Operating activities used $4.0 million in cash and cash equivalents for the three month period ended March 31, 2009. The net cash and cash equivalents used in operating activities during the three month period ended March 31, 2009 was primarily a result of net loss, adjusted to exclude the effect of non-cash charges, of $7.5 million and decreases in other current liabilities of $1.8 million and accounts payable and accrued liabilities of $0.7 million, partially offset by a decrease accounts receivable of $6.3 million. Operating activities used $5.4 million in cash and cash equivalents for the three month period ended March 31, 2008. The net cash and cash equivalents used in operating activities during the three month period ended March 31, 2008 was primarily a result of net loss, adjusted to exclude the effect of non-cash charges, of $4.0 million and increases in inventories of $6.8 million, accounts receivable of $6.9 million, and prepaid expenses and other assets of $2.7 million, partially offset by increases in accounts payable and accrued liabilities of $3.2 million, and other current and non-current liabilities of $3.7 million.
Net cash and cash equivalents provided by investing activities during the
three month period ended March 31, 2009 of $2.0 million was due to proceeds from
sales of marketable securities of $3.3 million, partially offset by purchases of
marketable securities of $1.1 million, and capital expenditures of $0.2 million.
Net cash and cash equivalents used for investing activities during the three
month period ended March 31, 2008 of $3.9 million was due to acquisition costs
for business combinations of $8.6 million, purchases of marketable securities
of $5.9 million, and capital expenditures of $1.4 million, offset by proceeds
from sales of marketable securities of $12.0 million.
There was no cash and cash equivalents provided by or used in financing activities for the three month periods ended March 31, 2009. Net cash and cash equivalents provided by financing activities for the three month periods ended March 31, 2008 was due to proceeds received and tax benefit for sales of shares through share-based compensation plans.
From time to time we evaluate whether to acquire new or complementary businesses, products and/or technologies.

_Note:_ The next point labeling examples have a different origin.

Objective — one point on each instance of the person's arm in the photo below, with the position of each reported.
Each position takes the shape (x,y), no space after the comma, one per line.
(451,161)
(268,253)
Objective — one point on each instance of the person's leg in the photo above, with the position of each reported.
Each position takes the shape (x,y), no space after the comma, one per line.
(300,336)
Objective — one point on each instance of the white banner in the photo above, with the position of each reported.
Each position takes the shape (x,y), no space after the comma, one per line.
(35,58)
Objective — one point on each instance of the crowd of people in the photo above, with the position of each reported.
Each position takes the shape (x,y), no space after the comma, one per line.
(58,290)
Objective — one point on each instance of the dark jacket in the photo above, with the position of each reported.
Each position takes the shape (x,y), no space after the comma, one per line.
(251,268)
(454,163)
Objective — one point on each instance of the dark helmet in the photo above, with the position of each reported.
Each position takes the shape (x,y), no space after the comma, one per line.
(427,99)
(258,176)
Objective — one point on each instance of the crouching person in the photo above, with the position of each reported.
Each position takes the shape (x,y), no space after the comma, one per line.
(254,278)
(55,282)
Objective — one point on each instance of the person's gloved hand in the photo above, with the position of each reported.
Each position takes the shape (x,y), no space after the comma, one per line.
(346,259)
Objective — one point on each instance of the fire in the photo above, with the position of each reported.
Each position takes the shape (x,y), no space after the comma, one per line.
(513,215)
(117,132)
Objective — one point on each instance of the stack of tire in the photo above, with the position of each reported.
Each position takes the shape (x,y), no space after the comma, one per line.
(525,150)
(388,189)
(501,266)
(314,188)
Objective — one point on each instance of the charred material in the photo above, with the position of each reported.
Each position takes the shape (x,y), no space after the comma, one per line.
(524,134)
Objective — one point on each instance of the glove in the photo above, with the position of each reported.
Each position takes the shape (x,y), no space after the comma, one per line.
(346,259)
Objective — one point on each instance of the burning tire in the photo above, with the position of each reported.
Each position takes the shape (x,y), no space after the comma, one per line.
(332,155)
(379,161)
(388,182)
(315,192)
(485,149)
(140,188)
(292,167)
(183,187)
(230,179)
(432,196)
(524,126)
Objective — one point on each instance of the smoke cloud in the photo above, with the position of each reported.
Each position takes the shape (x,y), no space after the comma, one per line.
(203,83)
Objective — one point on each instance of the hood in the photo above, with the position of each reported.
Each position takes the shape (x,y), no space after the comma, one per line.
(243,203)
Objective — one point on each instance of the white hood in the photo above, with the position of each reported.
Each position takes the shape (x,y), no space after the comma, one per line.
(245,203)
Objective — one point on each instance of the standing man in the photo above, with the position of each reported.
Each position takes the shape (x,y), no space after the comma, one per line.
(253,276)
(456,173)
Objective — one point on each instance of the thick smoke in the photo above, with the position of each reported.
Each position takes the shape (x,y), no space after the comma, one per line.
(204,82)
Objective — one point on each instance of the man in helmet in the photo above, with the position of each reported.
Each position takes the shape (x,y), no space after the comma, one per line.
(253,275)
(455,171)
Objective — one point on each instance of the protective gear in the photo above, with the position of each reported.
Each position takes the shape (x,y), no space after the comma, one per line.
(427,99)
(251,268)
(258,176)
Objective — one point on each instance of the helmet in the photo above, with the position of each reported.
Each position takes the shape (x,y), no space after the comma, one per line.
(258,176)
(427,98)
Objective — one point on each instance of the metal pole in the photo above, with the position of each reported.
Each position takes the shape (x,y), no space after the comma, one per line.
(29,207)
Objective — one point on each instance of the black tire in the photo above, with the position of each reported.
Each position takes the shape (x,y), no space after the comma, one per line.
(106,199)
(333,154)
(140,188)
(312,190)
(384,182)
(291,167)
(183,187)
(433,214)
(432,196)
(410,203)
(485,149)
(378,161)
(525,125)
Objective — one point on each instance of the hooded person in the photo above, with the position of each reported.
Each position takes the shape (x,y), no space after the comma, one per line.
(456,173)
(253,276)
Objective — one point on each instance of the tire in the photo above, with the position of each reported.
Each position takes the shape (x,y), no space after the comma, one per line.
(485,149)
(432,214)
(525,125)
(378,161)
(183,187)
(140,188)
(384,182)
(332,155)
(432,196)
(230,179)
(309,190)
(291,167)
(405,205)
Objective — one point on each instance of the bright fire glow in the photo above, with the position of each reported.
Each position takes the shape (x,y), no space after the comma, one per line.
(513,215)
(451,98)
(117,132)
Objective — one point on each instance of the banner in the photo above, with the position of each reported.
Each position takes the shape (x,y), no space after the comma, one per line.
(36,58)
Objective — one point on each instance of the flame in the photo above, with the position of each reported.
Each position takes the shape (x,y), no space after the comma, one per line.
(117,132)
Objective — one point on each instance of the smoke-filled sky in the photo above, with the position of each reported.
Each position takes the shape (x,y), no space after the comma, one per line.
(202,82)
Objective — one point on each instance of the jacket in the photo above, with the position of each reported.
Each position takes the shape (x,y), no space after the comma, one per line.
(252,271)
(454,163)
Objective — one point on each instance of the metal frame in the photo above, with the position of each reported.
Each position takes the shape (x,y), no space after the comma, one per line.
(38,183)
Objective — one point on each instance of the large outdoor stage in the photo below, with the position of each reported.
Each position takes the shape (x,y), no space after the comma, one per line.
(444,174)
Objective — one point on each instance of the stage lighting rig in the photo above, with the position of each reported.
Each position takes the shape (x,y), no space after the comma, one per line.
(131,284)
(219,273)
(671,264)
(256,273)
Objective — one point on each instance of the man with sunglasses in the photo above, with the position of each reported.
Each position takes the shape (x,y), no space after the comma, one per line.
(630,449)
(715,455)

We may fund all or a portion of the purchase price of these acquisitions in cash. On January 22, 2008, we announced that we had acquired all intellectual property and selected assets from privately-held RVSI Inspection, LLC, headquartered in Hauppauge, New York. We will account for this acquisition as a business combination.
In July 2008, our Board of Directors approved a stock repurchase program of up to 3 millio n shares. We did not purchase any shares to date under this program.
Our future capital requirements will depend on many factors, including the timing and amount of our revenues and our investment decisions, which will affect our ability to generate additional cash. We believe that our existing cash, cash equivalents and marketable securities will be sufficient to meet our anticipated cash requirements for working capital and capital expenditures for the foreseeable future. Thereafter, if cash generated from operations and financing activities is insufficient to satisfy our working capital requirements, we may seek additional funding through bank borrowings, sales of securities or other means. There can be no assurance that we will be able to raise any such capital on terms acceptable to us or at all.